レ・ヴァン・フランセ演奏会と、エマニュエル・パユ公開レッスン | 作家・土居豊の批評 その他の文章

レ・ヴァン・フランセ演奏会と、エマニュエル・パユ公開レッスン

木管5重奏として世界の頂点に立つこのアンサンブルは、フルートのエマニュエル・パユ以下錚々たるメンバーで、フランス室内楽の魅力を満喫させてくれた。
ザ・シンフォニーホールをほぼ満席に埋めた聴衆は、音楽学生が多いのはもちろんだが、クラシックの玄人といった感じの年配の方がたくさんいて、落ち着いて音楽にひたれる雰囲気だった。
曲目は、プーランク、モーツアルトの定番に、テュイレ、タファネル、ジョリヴェという専門的な名前が並ぶ。しかし、聴いてみると、どれもいかにも軽妙洒脱で歌心あふれた曲ばかり。また、ジョリヴェは現代の作曲家らしく、斬新な音作りに魅力があった。

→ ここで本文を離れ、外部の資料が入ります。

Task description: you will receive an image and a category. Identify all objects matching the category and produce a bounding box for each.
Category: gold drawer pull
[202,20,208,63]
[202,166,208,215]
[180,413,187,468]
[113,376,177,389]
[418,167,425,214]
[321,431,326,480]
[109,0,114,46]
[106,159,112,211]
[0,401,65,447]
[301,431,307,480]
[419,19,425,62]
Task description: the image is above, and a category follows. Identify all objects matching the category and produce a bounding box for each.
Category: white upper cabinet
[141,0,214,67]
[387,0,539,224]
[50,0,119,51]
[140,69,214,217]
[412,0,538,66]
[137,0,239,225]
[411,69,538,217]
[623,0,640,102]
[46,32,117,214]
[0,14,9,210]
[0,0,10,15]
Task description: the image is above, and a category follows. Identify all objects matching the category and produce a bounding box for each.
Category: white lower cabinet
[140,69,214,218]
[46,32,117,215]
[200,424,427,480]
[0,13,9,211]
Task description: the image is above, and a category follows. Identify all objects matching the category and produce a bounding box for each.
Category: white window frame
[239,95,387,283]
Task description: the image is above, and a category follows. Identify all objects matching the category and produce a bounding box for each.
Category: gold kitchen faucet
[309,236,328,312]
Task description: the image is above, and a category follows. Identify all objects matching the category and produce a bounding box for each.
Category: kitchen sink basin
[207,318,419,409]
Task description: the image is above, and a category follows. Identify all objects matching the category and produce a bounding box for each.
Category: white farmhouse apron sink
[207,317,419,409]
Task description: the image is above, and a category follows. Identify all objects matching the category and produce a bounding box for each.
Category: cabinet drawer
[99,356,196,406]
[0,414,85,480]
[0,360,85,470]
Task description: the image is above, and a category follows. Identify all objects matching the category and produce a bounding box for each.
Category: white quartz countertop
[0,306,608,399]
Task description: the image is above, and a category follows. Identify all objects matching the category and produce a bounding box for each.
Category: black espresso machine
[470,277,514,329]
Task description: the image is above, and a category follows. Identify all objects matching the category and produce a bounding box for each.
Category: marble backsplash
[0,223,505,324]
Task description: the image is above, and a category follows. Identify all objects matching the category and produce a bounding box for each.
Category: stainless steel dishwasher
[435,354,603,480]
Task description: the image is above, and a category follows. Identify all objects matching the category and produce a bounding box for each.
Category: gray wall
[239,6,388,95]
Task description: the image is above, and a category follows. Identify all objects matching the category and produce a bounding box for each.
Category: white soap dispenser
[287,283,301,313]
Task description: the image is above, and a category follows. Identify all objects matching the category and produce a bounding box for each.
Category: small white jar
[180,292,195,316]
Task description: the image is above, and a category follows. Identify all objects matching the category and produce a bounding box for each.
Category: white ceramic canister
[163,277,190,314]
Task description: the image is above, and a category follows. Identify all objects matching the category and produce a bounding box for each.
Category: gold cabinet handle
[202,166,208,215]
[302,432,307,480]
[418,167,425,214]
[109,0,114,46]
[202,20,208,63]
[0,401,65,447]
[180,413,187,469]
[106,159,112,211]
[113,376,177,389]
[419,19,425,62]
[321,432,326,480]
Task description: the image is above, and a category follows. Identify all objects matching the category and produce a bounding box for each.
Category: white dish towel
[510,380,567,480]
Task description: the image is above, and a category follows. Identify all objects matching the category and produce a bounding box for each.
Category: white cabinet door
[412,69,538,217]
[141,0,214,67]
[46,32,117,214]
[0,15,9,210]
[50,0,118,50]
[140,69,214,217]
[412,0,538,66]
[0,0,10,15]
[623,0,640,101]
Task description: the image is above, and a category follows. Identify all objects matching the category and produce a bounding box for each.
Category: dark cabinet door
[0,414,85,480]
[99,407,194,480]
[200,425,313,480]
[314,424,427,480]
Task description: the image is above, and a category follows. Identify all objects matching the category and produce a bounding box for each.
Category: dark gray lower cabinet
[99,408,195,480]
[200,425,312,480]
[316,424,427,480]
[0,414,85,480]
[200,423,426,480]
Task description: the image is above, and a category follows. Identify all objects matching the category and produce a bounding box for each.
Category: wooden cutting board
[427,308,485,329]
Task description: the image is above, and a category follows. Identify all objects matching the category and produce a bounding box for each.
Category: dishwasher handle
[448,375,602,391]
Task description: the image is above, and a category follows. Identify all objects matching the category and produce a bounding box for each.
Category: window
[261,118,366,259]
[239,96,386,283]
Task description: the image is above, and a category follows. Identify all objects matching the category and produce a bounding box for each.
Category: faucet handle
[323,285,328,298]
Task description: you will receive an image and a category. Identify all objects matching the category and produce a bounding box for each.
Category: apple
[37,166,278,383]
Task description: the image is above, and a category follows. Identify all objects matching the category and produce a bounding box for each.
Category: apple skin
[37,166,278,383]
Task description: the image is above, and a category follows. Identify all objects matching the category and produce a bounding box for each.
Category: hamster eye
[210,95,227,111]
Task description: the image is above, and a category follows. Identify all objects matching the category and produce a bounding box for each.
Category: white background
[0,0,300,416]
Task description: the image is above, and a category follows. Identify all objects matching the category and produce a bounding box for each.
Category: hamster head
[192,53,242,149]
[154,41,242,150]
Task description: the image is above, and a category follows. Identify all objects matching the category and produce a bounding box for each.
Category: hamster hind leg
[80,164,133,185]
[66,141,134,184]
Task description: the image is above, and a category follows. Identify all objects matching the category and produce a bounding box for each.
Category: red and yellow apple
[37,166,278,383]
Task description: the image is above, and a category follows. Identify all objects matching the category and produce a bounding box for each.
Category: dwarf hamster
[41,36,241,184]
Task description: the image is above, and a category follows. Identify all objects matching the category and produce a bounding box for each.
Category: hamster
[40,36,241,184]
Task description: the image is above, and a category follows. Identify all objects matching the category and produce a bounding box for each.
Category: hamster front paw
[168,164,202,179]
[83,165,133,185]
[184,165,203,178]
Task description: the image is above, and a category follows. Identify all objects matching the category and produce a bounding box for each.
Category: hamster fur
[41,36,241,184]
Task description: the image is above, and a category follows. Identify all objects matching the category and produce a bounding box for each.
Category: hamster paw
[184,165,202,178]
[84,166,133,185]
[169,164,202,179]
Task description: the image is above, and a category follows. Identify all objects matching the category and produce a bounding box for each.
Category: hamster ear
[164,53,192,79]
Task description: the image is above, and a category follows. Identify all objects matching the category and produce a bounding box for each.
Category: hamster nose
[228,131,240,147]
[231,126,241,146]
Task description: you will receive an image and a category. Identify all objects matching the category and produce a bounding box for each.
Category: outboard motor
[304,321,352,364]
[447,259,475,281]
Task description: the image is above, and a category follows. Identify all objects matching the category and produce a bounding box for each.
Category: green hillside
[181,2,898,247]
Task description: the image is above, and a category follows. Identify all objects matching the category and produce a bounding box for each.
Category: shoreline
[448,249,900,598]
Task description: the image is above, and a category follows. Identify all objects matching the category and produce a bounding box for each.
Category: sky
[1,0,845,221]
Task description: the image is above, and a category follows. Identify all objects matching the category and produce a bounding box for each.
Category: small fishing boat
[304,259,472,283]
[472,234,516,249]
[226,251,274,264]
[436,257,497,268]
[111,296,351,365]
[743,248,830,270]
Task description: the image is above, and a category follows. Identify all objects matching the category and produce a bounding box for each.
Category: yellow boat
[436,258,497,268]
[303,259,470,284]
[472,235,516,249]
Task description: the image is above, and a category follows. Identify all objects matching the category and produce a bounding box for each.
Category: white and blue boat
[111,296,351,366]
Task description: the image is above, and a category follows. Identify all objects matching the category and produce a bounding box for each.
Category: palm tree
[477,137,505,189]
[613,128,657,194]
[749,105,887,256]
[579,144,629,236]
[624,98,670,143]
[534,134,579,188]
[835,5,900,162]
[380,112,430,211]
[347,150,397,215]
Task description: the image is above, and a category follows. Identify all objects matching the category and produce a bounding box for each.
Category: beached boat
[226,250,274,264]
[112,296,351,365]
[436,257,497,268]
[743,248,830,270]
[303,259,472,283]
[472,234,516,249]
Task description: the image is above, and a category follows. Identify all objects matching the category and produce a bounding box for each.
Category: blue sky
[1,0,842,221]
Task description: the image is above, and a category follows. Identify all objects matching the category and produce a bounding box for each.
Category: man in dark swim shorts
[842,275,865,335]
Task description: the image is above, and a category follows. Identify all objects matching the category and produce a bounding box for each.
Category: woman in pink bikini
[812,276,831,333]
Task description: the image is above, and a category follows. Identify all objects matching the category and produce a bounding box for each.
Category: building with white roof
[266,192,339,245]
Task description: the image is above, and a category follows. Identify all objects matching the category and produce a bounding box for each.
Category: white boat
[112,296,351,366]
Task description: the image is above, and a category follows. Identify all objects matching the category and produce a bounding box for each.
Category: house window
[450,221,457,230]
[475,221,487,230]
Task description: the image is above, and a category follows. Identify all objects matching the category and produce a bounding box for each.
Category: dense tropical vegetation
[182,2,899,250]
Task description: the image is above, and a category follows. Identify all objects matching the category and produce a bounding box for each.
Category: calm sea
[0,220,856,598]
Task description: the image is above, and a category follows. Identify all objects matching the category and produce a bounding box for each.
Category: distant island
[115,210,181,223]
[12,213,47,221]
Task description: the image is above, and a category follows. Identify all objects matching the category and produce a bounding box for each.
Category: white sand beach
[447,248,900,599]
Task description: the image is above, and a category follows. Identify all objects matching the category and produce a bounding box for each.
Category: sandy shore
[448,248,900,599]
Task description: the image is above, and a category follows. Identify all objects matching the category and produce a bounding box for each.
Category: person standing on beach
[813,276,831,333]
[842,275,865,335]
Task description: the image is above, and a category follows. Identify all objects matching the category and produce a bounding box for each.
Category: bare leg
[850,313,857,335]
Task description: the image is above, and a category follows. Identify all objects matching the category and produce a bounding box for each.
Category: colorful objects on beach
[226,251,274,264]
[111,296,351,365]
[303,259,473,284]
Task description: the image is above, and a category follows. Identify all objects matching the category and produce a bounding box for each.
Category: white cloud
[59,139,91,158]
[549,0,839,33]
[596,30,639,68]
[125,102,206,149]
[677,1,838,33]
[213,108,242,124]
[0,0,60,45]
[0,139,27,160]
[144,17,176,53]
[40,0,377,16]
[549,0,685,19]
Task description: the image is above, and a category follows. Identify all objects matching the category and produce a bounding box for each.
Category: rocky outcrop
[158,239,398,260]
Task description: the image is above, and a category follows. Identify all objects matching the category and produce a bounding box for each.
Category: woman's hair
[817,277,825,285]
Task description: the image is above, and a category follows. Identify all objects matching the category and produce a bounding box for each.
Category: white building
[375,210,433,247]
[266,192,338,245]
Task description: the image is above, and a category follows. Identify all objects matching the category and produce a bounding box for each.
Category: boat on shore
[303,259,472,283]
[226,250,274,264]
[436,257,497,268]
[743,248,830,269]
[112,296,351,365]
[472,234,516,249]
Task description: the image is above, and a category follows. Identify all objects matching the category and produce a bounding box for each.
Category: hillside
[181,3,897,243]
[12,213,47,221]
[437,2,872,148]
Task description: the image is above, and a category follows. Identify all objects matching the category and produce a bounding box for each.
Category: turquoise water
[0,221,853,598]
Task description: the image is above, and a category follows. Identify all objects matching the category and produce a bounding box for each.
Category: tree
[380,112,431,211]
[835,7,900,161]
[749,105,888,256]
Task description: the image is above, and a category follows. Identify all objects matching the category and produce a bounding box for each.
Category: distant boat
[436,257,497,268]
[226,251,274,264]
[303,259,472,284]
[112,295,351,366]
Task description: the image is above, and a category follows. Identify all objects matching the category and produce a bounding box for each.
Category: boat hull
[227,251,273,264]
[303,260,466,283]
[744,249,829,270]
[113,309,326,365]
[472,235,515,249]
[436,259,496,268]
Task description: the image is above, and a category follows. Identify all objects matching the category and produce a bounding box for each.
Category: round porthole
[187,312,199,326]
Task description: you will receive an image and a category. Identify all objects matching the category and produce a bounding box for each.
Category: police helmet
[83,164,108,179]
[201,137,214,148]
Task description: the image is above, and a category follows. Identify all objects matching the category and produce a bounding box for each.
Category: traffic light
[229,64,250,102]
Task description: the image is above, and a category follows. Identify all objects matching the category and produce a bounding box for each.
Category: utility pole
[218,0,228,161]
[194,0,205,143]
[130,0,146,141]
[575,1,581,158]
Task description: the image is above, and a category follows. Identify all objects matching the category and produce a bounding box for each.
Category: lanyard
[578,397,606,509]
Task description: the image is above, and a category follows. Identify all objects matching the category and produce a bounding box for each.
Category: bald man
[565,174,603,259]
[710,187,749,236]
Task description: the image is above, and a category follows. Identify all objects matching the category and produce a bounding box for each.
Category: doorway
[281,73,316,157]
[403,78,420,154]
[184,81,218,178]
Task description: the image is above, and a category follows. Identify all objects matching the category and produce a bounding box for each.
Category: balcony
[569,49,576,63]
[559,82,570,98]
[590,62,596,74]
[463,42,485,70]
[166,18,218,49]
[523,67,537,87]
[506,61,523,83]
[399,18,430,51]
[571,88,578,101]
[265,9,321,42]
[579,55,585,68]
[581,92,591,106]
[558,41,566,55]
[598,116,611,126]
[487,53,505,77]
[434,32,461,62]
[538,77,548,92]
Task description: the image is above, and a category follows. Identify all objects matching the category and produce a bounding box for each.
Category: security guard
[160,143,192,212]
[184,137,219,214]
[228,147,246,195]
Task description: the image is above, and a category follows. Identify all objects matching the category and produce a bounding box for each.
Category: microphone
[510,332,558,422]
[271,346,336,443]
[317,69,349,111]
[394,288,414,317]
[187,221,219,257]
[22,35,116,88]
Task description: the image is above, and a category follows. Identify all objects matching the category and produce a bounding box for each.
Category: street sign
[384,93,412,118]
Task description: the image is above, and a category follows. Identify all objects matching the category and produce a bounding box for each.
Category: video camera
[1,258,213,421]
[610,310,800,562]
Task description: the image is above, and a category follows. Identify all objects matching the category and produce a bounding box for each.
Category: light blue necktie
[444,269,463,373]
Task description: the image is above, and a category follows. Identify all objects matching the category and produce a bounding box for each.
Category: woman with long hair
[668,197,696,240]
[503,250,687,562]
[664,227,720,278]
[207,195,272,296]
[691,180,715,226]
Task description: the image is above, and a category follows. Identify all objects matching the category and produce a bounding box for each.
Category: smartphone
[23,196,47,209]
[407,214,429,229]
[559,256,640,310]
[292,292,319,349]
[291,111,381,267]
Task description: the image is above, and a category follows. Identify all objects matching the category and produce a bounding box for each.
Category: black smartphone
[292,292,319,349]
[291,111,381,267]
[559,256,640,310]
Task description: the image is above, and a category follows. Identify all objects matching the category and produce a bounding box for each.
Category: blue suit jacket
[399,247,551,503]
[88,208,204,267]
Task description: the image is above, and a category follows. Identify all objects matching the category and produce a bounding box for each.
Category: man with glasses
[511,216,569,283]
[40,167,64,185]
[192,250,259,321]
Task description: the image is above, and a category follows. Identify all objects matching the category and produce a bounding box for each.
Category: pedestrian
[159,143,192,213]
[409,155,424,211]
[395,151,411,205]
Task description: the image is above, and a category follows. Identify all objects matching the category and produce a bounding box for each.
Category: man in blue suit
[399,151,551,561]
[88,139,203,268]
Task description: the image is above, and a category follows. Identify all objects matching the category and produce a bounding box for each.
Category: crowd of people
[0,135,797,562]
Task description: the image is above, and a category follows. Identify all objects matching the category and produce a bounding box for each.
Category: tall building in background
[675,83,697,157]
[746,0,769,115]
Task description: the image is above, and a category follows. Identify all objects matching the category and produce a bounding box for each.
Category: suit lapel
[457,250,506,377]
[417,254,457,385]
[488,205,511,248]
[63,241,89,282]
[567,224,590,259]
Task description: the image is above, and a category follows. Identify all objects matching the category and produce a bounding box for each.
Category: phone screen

なにしろ、奏者たちがみな世界的ソリストで、それぞれにハンサムガイなので、女性ファンがたくさん来ているようだった。最前列に振袖姿のお嬢さんコンビががんばっていて、曲に合わせて頭を振るものだから、髪飾りの動きが妙に気になった。しかし、格好は目立っていたものの、きちんと鑑賞してらっしゃったので、結構なことだった。
ちなみに、そのあと、知り合いの音大生がフルートのパユの公開レッスンを受けることになっていて、そっちにも顔を出した。コンサートは3時からで、レッスンのほうは7時。十分余裕があるから、ゆっくり夕食を楽しんでから行こうなどと、たかをくくっていたら、コンサートは結構長くかかって、おまけにアンコールも2曲。ぎりぎりにダッシュして、レッスンに滑り込んだ。もっとも、レッスンするはずのパユ氏が、ぎりぎりまでコンサートに出演しているのだ。仕方がない。それにしても、6曲も演奏して、その直後に別の会場で公開レッスンとは、さすが世界のトップ・プレーヤーは体力が違う。